The engineer in question had earlier that day created an LVM snapshot of the production database, intending to use it to set up a staging instance for testing pgpool-II. That snapshot, taken around 17:20 UTC, was a side effect of unrelated work; it had nothing to do with backups, and was scoped for staging.

At around 23:30 UTC, while attempting to clean up the secondary's data directory in preparation for re-seeding, the engineer ran the cleanup command on the wrong host. The terminals were visually identical. The prompt difference was a hostname they had been working in for several hours. They killed the command within seconds. Approximately 300 GB had been removed from the primary. Affected: roughly 5,000 projects, 5,000 comments, and 700 newly created user accounts created between 17:20 and 23:30 UTC.

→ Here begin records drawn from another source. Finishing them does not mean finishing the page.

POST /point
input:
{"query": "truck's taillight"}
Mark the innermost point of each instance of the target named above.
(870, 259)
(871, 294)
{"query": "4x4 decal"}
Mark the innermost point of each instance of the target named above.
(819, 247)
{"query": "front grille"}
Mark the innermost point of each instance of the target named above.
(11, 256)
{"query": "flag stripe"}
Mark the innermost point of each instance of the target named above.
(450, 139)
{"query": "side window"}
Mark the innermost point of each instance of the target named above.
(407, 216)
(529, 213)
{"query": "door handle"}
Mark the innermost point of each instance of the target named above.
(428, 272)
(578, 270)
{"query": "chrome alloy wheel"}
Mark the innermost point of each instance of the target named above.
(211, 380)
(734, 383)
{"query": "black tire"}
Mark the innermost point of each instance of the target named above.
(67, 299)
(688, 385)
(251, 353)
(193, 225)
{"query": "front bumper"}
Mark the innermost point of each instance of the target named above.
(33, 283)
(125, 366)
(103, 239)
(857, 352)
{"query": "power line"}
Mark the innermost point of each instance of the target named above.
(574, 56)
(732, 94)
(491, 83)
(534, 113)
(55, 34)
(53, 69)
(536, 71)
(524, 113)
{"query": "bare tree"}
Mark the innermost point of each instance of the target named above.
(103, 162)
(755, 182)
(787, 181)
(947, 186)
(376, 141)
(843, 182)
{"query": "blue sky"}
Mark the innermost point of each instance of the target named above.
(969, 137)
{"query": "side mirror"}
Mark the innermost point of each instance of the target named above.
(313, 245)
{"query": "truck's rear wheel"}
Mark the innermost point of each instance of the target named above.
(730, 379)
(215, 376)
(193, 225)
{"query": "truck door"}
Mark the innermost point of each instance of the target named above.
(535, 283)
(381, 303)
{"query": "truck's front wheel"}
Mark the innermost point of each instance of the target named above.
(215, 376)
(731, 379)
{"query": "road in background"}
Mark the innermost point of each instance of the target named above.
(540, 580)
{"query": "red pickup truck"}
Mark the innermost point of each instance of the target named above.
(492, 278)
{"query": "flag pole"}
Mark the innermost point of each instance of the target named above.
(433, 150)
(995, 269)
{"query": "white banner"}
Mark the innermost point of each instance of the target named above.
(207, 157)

Service was taken offline at 23:30. Recovery began immediately. The team turned to their backups in sequence. Each one, in turn, did not work.

Eighteen Hours, in Order 17:20 UTC staging LVM snapshot unrelated pgpool work 19:00 UTC unusual load spam-account stress 23:00 UTC replication stalls re-seed needed 23:30 UTC rm -rf on primary 300 GB in 2 seconds 17:00 UTC +1d service restored live on YouTube staging snapshot copied at ~60 Mbps for eighteen hours A six-hour window of unrecoverable user data, and a public restoration broadcast.

The Five Mechanisms, in Order

pg_dump backups to S3. GitLab's primary off-site backup mechanism was a wrapper script that took daily pg_dump exports and uploaded them to Amazon S3. The script had been working for a long time. It stopped working silently after a PostgreSQL upgrade: the wrapper script invoked an older pg_dump binary which produced an error against the upgraded server, but the script swallowed the error and produced empty output files. The S3 bucket was full of zero-byte files going back several months.

Email alerts for backup failures. The pg_dump script sent failure-notification emails when something went wrong. Those emails would have caught the upgrade-mismatch problem on day one. They did not arrive. A change to the email infrastructure (DMARC) elsewhere in the organisation, made for unrelated reasons, caused the alert emails to be silently rejected at the receiving end. They had been rejected for months. No one noticed because the absence of failure emails was the same signal as success.

LVM snapshots. GitLab had no scheduled LVM snapshot strategy for production databases. The single snapshot that existed on 31 January was the one the engineer had taken six hours earlier for the unrelated staging-pgpool work. By coincidence, this snapshot was the most recent operational backup of the database that existed anywhere in the organisation.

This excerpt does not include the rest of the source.